1. BELÇİKA’DA İMÂMLIK veya DİN GÖREVLİĞİNİN TARİHÇESİ
Belçika yetmişli yıllarda İslâm dinini resmen tanımasıyla, imamlık ve Din görevlisinin meşruluğunu da kabul etmiş oldu. Ancak ülkede imamları yetiştiren kurumların bulunmamasından dolayı, imamların İslâm ülkelerinden getirilmesine izin vermiştir. İslâm dininin tanınmasına paralel olarak Suudi Arabistan krallığı tarafından Brüksel’de kurulan ve Rabıta’nın[4] kontrolü altında tutulan İslâm Kültür Merkezi, Kuzey Afrika’dan gelen Fas, Cezayir, Tunus ve bazen de Mısırlı imamlarını Belçika’daki bir kısım camilere tayin etmesiyle camilerin idare ve organizesi konusunda önemli rol oynamıştır.[5] T.C. Diyanet İşleri Başkanlığı’na bağlı Türk camilerine ise Din hizmetleri müşavirliği aracıyla ülkemizden gelen imamların tayini gerçekleşmiştir.[6] Belçika’da bulunan sivil toplum kuruluşları ve bazı İslâmî cemaatler de kendilerine bağlı camilere inisiyatiflerini kullanarak ya ülkelerinden emekli imam ya da kendilerinin yetiştirdikleri kimseleri imam tayin etmişlerdir.[7]

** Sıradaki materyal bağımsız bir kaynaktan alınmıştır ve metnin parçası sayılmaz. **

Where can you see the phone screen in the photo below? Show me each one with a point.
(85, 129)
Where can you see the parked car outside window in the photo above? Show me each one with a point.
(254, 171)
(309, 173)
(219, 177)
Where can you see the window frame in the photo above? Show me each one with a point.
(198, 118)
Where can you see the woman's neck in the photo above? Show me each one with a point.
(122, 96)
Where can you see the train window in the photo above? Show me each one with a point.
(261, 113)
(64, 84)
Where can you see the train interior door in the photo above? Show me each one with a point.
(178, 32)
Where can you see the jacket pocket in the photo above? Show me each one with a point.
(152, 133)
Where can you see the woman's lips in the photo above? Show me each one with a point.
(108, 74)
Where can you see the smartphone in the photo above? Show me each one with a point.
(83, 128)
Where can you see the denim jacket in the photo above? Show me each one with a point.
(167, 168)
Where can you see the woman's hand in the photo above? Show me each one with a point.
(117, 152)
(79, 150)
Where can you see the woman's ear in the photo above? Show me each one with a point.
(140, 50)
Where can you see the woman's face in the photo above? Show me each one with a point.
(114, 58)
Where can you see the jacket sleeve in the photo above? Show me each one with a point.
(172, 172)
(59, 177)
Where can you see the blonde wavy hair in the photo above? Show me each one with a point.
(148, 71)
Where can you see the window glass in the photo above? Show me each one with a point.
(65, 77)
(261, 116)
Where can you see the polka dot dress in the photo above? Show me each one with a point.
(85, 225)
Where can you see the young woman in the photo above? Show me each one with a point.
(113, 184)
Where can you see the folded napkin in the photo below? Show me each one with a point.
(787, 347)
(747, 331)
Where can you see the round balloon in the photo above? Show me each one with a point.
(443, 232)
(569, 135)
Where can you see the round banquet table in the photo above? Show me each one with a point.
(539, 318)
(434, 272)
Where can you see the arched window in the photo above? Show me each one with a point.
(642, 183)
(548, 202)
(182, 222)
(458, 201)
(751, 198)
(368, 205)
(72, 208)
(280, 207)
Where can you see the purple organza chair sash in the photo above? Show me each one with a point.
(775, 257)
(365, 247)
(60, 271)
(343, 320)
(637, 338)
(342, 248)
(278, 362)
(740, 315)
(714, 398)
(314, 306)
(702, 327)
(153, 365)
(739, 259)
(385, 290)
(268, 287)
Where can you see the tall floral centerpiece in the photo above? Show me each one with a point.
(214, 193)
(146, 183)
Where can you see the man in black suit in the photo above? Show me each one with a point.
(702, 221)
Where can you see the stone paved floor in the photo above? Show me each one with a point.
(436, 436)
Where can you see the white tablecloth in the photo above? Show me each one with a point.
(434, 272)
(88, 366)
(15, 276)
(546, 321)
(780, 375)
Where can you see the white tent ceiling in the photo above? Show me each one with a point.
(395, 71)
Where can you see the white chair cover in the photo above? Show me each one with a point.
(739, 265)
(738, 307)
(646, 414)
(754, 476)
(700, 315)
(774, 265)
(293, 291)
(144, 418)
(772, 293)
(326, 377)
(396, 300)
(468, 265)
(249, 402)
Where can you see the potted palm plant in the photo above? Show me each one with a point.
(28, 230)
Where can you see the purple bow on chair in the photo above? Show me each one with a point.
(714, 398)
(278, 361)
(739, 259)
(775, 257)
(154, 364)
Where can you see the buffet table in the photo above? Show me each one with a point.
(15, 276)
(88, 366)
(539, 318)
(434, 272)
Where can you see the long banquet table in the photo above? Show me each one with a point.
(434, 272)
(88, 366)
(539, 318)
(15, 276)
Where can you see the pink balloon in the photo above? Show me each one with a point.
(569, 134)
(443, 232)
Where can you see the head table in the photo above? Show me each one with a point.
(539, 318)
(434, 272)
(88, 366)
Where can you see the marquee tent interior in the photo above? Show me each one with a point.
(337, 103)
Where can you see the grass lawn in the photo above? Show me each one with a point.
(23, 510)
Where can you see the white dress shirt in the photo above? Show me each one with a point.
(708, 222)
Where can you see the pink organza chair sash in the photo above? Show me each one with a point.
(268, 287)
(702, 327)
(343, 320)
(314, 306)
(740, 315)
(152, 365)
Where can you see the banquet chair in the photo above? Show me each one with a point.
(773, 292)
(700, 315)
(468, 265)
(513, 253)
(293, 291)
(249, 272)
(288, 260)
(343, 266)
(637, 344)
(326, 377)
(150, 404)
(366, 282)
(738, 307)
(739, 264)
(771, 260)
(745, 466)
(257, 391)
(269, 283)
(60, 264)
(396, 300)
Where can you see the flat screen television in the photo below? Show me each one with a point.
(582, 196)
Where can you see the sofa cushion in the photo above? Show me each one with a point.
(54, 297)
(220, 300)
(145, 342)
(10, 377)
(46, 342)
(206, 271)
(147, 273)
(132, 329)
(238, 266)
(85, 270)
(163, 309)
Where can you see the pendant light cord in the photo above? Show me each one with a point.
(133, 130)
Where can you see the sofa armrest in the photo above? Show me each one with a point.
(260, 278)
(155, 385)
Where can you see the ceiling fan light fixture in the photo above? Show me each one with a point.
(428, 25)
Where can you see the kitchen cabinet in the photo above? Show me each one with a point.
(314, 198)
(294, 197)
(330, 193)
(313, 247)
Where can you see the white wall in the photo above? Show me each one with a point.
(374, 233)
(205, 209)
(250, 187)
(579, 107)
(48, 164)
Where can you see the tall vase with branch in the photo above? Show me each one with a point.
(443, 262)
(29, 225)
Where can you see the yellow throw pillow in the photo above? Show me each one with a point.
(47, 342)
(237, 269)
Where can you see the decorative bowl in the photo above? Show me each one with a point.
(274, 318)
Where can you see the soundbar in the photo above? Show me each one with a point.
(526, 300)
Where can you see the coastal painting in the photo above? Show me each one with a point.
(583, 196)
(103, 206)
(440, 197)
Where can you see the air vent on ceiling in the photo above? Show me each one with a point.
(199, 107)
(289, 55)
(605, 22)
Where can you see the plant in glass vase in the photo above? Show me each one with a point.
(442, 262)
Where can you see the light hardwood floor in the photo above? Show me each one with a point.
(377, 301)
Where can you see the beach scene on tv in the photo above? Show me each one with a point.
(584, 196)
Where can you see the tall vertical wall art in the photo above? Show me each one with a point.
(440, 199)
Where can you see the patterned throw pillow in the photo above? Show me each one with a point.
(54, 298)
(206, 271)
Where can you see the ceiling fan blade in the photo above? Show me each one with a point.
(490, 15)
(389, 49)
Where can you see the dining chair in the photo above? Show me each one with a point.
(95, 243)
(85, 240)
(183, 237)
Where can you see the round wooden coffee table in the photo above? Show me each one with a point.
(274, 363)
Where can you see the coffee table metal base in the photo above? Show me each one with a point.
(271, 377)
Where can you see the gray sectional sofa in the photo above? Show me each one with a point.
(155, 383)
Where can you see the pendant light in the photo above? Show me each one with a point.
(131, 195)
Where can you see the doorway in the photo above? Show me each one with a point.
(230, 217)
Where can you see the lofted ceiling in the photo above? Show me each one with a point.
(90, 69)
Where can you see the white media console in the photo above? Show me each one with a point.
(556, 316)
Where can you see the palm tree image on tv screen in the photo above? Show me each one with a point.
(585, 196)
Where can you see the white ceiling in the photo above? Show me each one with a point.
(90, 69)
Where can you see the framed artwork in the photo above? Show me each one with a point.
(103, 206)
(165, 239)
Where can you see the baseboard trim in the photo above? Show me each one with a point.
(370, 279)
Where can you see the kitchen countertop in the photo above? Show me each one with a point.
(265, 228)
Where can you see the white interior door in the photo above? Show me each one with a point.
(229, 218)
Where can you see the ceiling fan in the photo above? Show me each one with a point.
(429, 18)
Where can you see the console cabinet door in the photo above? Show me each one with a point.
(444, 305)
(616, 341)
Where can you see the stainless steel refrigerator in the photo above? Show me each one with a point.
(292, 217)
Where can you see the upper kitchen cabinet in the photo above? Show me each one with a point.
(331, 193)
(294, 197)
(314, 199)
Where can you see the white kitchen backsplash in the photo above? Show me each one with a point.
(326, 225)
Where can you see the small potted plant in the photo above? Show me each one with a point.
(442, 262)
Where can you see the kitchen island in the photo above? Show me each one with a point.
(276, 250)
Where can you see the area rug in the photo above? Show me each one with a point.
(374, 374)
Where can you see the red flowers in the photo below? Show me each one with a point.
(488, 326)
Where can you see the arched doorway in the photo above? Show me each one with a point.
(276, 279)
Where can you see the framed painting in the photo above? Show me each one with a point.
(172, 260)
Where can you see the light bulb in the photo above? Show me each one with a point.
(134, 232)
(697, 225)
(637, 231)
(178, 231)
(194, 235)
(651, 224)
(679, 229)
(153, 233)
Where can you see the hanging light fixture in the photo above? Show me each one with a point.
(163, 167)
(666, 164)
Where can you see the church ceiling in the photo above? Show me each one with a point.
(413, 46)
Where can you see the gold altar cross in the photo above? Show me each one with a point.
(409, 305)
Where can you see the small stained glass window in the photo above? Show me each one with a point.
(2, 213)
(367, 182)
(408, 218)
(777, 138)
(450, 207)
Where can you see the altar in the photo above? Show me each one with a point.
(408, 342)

Ne var ki dış ülkelerden Belçika’ya getirilen söz konusu imamlar, bir taraftan ülkesinden aldığı kültür ve Din anlayışının farklı oluşu, diğer taraftan da geldiği ülkenin hayat şartlarını, kanunlarını bilmemesi, ülkenin sosyo-politik ve kültürel yapısından habersiz olması ve dilini konuşamaması nedeniyle birçok sorunu beraberinde getirmiştir.[8] hatta bazen anlaşmazlıklara ve ülkenin bulunduğu konumuma uymayan Dinî söylemlerin ve fetvaların yaygınlaşmasına neden olmuştur. Bu durumu fark eden Belçika, dış ülkelerden gelen imamların yerine, toplumla gerek dil yönüyle gerekse kültür açısından kolayca iletişim kurabilecek imamların var olabilmesi için söz konusu görevi üstlenecek kişilerin Belçika’da yetiştirilmelerinin daha doğru ve gerçekçi olacağı ve farklılıktan kaynaklanan anlaşmazlıkların bu şekilde kalkacağını vurgulayarak bu alanda formasyon verecek eğitim kurumlarının açılmasını öngördü. Aslında Belçika otoritesi bu kararıyla iki hedefin gerçekleşmesini planlıyordu.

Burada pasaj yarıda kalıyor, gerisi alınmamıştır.